Spotkanie z kolejnym ważnym człowiekiem Likudu Zeevem Elkinem. Od niespełna roku pełni funkcję szefa chyba najważniejszej komisji w Knesecie (jednoizbowy parlament izraelski) – Komisji Spraw Zagranicznych i Obrony. Wcześniej był wiceszefem MSZ. Ale urodził się w ukraińskim Charkowie i do wyjazdu do Izraela w grudniu 1990 roku aktywie działał w ruchu tamtejszej żydowskiej diaspory Bnei Akiva. Jest posłem po raz trzeci, ale pierwszy raz został wybrany z listy partii Kadima, której liderem była Tzipi Livni, niegdyś szefowa MSZ, w swoim czasie żelazna kandydatka na premiera państwa Izrael.

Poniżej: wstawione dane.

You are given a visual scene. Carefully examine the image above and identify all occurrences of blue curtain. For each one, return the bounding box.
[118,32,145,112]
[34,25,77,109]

Skądinąd ‒ jak wielu izraelskich polityków – przed polityczną karierą służyła w izraelskich służbach specjalnych (a wcześniej była porucznikiem w wojsku, po którym przeszła do Mossadu). Jej ojciec Eitan Benozowicz Livni pochodził z Polski. Była wysoko w partyjnej hierarchii Likudu, ale gdy notowania tej partii bardzo spadły, założyła własną centroprawicową partię. Okazało się jednak, że albo prawicowi wyborcy w Izraelu (i nie tylko w Izraelu) są dość konserwatywni i lubią stare szyldy, albo nie ma tyle charyzmy i zdolności przywódczych, co Netanjahu i choć Kadima jest dalej w parlamencie, to odgrywa znacznie mniejszą rolę niż Likud.
Kneset, jeden z najpilniej strzeżonych budynków w Izraelu, jest pusty o tej porze. Oglądam tableauz czarno-białymi zdjęciami 120 członków parlamentu, przy czym przewodniczący komisji, w drodze wyróżnienia mają zdjęcia... kolorowe. Bardzo nowoczesny gmach w bardzo starym mieście. Mieście szczególnym zarówno dla Żydów, jak i Palestyńczyków, bo to jedno z trzech świętych miejsc dla muzułmanów. Obie strony roszczą pretensję do Jerozolimy i jest to jeden z wielu powodów, dla których konflikt izraelsko-palestyński, według mnie, mimo wszelkich planów pokojowych, Nagród Nobla, amerykańskich nacisków będzie trwał do końca świata i o jeden dzień dłużej.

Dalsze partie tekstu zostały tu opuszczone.